Our house would be white with trees around it, a great big yard and grass growing without a fence. This was the house Papa talked about when he held a lottery ticket and this was the house Mama dreamed up in the stories she told us before we went to bed.

Esperanza introduces Papa as the source of her family’s dream, which reflects the American dream of home ownership. The house on Mango Street, the first home they have owned, falls far short of their dream. As Papa works hard to make it possible for the family to have a home, he’s absent for much of the story.

My Papa, his thick hands and thick shoes, who wakes up tired in the dark, who combs his hair with water, drinks his coffee, and his gone before we wake, today is sitting on my bed. And I think if my own Papa died what would I do. I hold my Papa in my arms. I hold him and hold him and hold him.

After Papa tells Esperanza about her grandfather’s death, he cries. Here, Esperanza imagines the pain of losing him, her own father, and empathizes with his suffering. She hugs him to make herself less afraid as well as to comfort him. The scene gives readers a glimpse of the strong love that holds this family together.

I want a house on a hill like the ones with the gardens where Papa works. We go on Sundays, Papa’s day off. I used to go. I don’t anymore. You don’t like to go out with us, Papa says.

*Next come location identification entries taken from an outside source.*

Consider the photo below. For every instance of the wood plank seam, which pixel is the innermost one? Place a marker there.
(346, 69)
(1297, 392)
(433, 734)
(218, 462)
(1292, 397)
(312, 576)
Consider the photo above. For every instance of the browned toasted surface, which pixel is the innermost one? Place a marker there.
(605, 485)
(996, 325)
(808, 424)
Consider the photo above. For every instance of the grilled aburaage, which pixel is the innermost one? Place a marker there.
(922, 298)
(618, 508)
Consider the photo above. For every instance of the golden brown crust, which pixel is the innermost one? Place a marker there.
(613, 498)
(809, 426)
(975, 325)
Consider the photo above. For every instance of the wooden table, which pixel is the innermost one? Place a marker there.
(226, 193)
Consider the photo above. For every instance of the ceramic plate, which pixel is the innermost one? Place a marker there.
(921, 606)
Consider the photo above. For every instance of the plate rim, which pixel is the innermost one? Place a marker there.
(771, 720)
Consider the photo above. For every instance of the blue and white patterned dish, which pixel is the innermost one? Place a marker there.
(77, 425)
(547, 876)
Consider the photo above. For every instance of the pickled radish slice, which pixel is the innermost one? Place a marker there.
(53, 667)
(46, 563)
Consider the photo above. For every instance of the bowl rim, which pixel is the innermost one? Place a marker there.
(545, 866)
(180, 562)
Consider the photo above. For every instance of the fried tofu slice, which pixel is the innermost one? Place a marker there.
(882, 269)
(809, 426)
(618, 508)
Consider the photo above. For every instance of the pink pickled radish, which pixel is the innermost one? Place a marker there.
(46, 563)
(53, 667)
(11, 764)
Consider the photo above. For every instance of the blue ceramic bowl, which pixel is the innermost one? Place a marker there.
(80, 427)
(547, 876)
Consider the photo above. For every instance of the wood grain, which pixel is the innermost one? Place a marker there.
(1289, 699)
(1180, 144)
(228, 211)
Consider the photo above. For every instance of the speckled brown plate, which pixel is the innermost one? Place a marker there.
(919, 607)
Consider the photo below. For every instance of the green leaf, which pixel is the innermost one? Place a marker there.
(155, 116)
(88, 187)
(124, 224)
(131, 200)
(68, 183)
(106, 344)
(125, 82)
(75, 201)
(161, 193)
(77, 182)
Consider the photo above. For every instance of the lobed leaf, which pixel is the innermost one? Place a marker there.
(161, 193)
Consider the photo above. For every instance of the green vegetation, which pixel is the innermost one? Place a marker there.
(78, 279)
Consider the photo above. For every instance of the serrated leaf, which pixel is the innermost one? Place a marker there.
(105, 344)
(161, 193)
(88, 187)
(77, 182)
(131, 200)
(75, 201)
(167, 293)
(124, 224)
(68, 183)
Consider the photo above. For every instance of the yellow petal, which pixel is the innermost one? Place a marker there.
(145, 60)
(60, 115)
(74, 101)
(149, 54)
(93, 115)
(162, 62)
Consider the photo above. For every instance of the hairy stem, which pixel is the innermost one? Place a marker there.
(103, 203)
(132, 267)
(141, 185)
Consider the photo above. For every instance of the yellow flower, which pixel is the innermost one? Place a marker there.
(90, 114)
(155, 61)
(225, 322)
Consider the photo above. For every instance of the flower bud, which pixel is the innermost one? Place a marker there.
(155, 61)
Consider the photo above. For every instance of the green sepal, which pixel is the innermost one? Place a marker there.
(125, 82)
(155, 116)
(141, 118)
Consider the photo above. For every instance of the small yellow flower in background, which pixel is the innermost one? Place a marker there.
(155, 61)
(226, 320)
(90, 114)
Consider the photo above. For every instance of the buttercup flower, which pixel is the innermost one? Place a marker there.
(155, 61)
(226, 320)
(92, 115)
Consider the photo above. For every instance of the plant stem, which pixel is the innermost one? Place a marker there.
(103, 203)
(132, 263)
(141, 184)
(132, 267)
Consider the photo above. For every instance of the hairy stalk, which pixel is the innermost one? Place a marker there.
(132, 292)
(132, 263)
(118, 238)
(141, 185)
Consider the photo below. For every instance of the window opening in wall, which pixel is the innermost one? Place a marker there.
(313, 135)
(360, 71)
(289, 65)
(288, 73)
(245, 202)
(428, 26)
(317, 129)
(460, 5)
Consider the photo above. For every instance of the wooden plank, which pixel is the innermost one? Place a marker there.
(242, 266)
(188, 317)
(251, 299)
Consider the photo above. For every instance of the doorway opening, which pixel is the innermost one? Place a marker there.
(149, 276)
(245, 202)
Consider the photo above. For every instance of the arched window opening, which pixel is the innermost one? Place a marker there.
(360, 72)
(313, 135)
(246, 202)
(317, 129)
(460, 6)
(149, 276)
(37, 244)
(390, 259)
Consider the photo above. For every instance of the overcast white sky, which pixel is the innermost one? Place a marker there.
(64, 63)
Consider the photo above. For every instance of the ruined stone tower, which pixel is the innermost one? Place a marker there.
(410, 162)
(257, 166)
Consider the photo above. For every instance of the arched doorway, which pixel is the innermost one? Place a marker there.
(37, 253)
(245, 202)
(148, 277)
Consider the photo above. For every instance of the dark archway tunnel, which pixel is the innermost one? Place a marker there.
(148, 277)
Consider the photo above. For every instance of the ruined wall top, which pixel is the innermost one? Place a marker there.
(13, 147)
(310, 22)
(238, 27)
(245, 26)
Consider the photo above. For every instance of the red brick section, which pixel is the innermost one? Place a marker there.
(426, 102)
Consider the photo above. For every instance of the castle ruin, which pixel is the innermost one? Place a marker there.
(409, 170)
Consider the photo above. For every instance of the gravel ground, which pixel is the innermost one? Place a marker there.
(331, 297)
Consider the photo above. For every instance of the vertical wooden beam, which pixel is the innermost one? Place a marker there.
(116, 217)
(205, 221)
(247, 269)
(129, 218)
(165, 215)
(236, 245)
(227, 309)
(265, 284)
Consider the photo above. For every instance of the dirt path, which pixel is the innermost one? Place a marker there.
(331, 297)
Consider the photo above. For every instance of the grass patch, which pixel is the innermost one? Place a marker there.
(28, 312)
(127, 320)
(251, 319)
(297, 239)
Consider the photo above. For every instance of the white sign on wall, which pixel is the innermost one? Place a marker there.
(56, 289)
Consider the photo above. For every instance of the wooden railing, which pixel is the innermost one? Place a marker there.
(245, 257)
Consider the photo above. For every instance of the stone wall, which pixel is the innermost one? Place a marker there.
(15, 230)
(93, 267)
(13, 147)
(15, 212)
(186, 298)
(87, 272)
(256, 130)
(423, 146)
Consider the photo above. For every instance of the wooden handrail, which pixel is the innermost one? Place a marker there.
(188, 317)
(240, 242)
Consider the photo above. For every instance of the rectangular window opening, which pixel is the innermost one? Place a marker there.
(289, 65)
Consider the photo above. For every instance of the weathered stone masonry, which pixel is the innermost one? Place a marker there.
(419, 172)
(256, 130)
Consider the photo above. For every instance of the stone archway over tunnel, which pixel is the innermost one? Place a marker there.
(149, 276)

Getting too old? Getting too stuck-up, says Nenny. I don’t tell them I am ashamed—all of us staring out the window like the hungry. I am tired of looking at what we can’t have.

Esperanza becomes increasingly aware of her family’s relative poverty and of their low status in the world. Here, she reveals her feelings about recognizing what she knows her family can’t have, and this recognition pains her. She has normal emotions for a teenager, a fact that Papa recognizes when he teases her about her age. Esperanza feels ashamed and sorry for herself and fails to give her Papa the appreciation he deserves.

My father says when he came to this country he ate hamandeggs for three months. Breakfast, lunch, and dinner. Hamandeggs. That was the only word he knew. He doesn’t eat hamandeggs any more.

Papa, a native of Mexico, tells funny stories about his arrival in the United States. Here, Esperanza repeats one of his tales in the context of describing a new neighbor who is afraid to speak English. Papa’s Mexican heritage and Spanish language determine where and how he lives and help to form his children’s identity.